Wir wissen jetzt, dass wir immer wachsam sein müssen
Zwar hat sich die brasilianische Gesellschaft in den vergangenen Jahren polarisiert – für oder gegen Bolsonaro. Die Demokratie sei jedoch nicht in Gefahr, meint die Globo-Journalistin Julia Dualibi. Sie glaube nicht, dass die Mehrheit der Brasilianer zurück zur Diktatur wolle. Der Putschversuch sei eine Lektion gewesen und habe gezeigt, dass die brasilianische Demokratie stark sei. „Aber wir wissen jetzt, dass wir immer wachsam sein müssen“, so Dualibi.

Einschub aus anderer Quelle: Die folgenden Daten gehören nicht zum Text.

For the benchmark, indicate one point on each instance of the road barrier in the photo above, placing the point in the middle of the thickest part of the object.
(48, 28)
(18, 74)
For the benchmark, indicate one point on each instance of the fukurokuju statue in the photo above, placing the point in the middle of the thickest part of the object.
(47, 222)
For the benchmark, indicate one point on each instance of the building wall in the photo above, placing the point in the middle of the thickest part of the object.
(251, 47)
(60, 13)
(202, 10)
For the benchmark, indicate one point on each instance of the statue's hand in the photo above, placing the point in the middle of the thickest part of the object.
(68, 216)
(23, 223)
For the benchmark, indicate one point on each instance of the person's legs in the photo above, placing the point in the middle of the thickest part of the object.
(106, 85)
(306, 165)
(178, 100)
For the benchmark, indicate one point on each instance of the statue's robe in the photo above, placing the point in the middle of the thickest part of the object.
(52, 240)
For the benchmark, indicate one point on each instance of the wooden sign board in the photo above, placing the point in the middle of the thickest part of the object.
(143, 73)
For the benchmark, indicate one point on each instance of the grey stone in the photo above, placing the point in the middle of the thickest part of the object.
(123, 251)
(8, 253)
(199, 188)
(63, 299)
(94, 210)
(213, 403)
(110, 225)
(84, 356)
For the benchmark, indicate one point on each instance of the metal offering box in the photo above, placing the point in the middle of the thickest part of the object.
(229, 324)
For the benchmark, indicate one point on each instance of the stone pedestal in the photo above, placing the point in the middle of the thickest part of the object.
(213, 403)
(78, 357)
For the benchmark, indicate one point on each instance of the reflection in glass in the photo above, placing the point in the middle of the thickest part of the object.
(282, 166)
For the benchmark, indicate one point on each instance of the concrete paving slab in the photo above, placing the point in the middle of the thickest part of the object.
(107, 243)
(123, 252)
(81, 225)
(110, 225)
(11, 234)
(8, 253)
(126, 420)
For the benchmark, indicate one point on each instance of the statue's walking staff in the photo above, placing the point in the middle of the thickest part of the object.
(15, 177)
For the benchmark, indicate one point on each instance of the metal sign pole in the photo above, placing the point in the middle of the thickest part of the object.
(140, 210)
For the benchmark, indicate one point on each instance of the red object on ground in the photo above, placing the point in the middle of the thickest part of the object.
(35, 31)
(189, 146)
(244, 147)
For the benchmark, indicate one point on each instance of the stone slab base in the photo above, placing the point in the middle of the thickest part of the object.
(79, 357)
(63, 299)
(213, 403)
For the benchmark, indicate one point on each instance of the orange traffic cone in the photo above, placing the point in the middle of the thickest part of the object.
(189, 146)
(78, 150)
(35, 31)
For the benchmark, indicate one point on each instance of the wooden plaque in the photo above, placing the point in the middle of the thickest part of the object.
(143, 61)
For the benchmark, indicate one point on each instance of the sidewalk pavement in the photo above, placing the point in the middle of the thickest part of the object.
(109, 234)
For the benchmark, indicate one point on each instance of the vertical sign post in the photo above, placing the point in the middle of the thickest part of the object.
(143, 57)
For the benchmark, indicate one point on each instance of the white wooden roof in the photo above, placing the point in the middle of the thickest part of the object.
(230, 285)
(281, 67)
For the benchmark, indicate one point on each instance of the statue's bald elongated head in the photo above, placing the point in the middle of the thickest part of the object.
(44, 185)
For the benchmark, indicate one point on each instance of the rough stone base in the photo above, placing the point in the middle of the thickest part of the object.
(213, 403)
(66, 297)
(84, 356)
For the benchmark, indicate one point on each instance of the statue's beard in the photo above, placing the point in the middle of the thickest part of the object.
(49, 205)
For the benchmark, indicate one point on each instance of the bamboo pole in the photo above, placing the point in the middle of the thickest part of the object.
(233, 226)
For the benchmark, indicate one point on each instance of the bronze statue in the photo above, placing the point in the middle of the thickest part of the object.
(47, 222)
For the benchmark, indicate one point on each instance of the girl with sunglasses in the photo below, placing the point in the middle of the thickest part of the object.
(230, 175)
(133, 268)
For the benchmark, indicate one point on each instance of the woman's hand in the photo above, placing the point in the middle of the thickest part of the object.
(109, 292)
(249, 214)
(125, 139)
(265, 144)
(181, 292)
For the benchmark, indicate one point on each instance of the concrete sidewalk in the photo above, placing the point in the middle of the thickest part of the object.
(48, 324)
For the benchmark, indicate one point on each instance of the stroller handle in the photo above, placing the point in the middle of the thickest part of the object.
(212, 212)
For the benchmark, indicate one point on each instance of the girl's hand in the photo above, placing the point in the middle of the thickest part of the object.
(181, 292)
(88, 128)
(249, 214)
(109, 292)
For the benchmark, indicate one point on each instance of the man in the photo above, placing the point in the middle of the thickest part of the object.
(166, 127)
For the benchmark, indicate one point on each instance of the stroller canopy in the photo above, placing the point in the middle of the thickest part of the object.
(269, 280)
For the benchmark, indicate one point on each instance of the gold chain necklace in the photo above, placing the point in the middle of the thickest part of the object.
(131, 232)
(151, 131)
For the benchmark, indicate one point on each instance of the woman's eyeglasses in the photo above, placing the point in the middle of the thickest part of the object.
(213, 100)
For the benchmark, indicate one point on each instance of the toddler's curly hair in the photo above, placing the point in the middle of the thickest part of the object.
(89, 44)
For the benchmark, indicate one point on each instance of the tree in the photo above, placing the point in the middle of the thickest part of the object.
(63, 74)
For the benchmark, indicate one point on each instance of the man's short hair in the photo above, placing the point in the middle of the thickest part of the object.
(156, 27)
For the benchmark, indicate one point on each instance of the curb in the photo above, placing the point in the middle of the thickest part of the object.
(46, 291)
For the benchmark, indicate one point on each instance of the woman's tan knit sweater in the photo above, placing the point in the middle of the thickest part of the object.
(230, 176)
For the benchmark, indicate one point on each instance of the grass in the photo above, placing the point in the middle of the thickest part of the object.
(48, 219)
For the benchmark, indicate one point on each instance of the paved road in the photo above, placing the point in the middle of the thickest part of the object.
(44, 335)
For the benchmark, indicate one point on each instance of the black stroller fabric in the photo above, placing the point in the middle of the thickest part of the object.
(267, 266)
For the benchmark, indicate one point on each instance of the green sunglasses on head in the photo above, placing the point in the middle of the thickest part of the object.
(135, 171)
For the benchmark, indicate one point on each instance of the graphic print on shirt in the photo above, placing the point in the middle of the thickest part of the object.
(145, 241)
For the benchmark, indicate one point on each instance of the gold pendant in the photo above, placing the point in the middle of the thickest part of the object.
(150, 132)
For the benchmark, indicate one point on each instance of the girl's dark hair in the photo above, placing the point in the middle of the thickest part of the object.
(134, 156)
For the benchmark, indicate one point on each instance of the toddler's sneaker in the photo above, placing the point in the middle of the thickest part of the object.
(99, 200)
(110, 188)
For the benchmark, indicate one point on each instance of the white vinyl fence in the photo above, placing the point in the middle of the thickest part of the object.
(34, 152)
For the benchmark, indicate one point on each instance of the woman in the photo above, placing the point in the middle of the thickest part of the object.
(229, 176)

Positiv stimmten die Kommunalwahlen im Oktober vergangenen Jahres, die als wichtiger Testlauf für die Präsidentschaftswahl 2026 galten. In São Paulo etwa siegte der amtierende Bürgermeister Ricardo Nunes von der Mitte-Partei Movimento Democrático Brasileiro (MDB). Letzterer gehört wie die Sozialdemokratische Partei PSD dem Centrão (Großes Zentrum) an, einer informellen Koalition von Parteien, die eine pragmatische und flexible Haltung einnimmt und 54 Prozent der Rathäuser des Landes gewann. Der Centrão versucht, die politische Landschaft auszubalancieren und könnte eine Vermittlerrolle zwischen den extremen Kräften spielen.

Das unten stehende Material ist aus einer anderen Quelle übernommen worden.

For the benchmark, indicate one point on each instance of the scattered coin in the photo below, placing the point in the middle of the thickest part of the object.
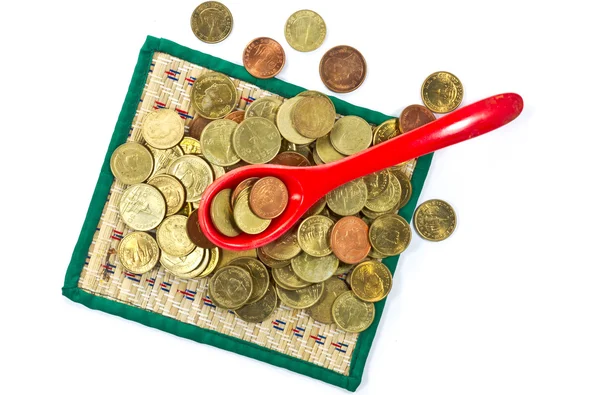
(442, 92)
(138, 252)
(211, 22)
(131, 163)
(264, 57)
(371, 281)
(343, 69)
(305, 30)
(268, 197)
(435, 220)
(350, 239)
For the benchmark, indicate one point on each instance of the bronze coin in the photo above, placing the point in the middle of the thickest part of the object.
(268, 197)
(195, 233)
(197, 126)
(247, 183)
(290, 158)
(236, 116)
(343, 69)
(350, 239)
(414, 116)
(264, 57)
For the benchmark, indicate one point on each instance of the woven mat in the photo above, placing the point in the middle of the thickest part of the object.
(290, 338)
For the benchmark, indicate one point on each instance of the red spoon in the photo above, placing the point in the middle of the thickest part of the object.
(306, 185)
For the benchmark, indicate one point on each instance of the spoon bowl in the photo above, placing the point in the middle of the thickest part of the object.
(306, 185)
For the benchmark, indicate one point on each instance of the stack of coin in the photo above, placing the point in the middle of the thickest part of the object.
(343, 235)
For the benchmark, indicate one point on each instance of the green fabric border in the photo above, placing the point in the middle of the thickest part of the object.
(105, 179)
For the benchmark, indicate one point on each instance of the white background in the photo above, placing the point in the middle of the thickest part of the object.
(508, 304)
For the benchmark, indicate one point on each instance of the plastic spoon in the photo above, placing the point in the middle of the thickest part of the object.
(306, 185)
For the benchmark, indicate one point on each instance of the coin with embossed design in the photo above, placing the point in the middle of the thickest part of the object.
(162, 128)
(350, 239)
(352, 314)
(131, 163)
(371, 281)
(230, 287)
(216, 142)
(214, 95)
(442, 92)
(138, 252)
(389, 234)
(211, 22)
(343, 69)
(435, 220)
(142, 207)
(263, 57)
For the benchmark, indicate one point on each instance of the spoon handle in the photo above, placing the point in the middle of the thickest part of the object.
(463, 124)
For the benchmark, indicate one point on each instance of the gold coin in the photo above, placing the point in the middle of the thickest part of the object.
(300, 298)
(313, 235)
(264, 107)
(190, 145)
(214, 95)
(131, 163)
(138, 252)
(435, 220)
(387, 130)
(442, 92)
(142, 207)
(216, 142)
(305, 30)
(256, 140)
(230, 287)
(285, 125)
(172, 237)
(163, 158)
(321, 311)
(183, 264)
(387, 199)
(172, 190)
(198, 271)
(351, 135)
(259, 274)
(286, 278)
(314, 269)
(327, 153)
(313, 117)
(352, 314)
(270, 262)
(244, 218)
(349, 198)
(229, 255)
(194, 173)
(211, 22)
(377, 183)
(389, 234)
(261, 309)
(221, 214)
(371, 281)
(405, 185)
(215, 254)
(162, 128)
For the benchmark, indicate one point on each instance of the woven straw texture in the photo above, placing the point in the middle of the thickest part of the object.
(288, 331)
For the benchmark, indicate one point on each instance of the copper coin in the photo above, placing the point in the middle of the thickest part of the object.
(236, 116)
(343, 69)
(247, 183)
(195, 233)
(415, 116)
(268, 197)
(197, 126)
(290, 158)
(350, 239)
(264, 57)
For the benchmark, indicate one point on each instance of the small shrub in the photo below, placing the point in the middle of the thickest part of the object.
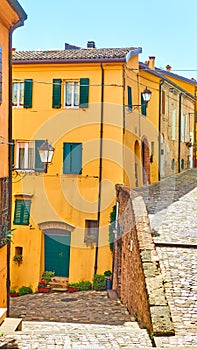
(99, 282)
(12, 291)
(24, 290)
(84, 285)
(47, 275)
(18, 258)
(107, 273)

Gemäßigtere und pragmatische Rechte distanzieren sich zunehmend von der polarisierenden Rhetorik Bolsonaros. Nicht wenige nehmen allerdings nach wie vor einige seiner extrem rechten Positionen ein, verteidigen das Recht auf Waffenbesitz und hetzen gegen Wokeness oder „Genderideologie“. Ihr kommender Mann ist der Millionär, Life-Coach, Influencer und Autor Pablo Marçal, der in São Paulo knapp die Stichwahl verpasste.

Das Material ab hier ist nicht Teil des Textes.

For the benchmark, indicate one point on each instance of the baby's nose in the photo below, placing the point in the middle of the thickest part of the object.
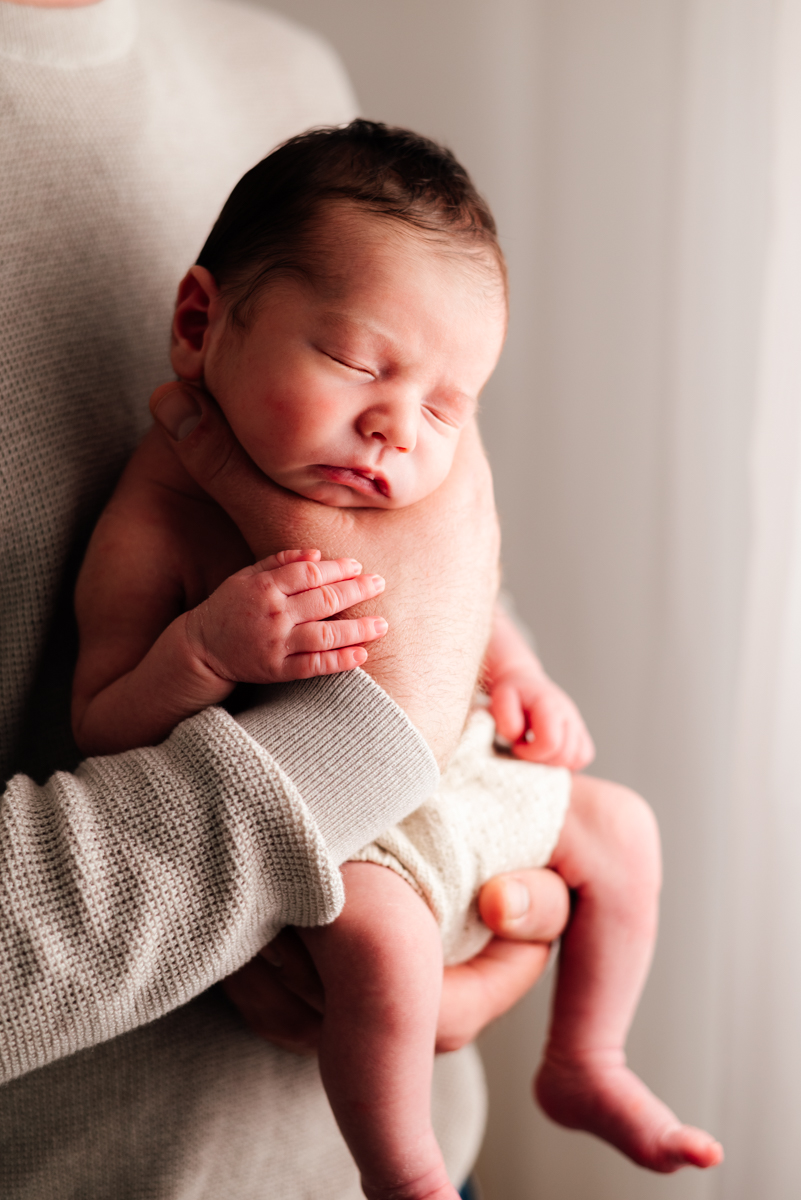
(396, 427)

Lulas magere Halbzeitbilanz
Unterdessen ist es Lulas PT und ihren linken Verbündeten nicht gelungen, die in sie gesetzten Erwartungen zu erfüllen. Sie gewannen bei den Kommunalwahlen nur in 20 Prozent der Gemeinden. Die Strahlkraft des Präsidenten hat nachgelassen, und ein neuer PT-Hoffnungsträger ist noch nicht in Sicht. Die lange von rechts geschürte Anti-PT-Stimmung hat Spuren hinterlassen. Ein Lichtblick ist João Campos vom Partido Socialista Brasileiro (PSB). Der Bürgermeister von Recife wurde im ersten Wahlgang mit 80 Prozent wiedergewählt.
Erschwerend für das Regierungslager kam hinzu, dass Lulas Halbzeitbilanz nicht besonders positiv ausfällt, auch wenn sie etwa die unter Bolsonaro gestrichenen sozialen Programme wieder aufgriff. Die deutlich spürbare Inflation, der schleichende Wertverlust der Landeswährung Real, der Rückgang des realen Mindestlohns, die steigende Staatsverschuldung, der aufgeblähte Staatshaushalt bei 37 Ministerien sowie Fehler der Regierung bei der Kontrolle der Sozialleistungen, nach deren Auszahlung viele Millionen Real auf Konten von Online-Wettanbietern landeten, haben Lulas Stern sinken lassen.
Doch der Präsident lässt sich nicht entmutigen, obwohl er diese Woche wegen einer schweren Mittelohrentzündung einmal mehr ins Krankenhaus musste. Schließlich wurde er kurz darauf mit der Anweisung entlassen, sich auszuruhen.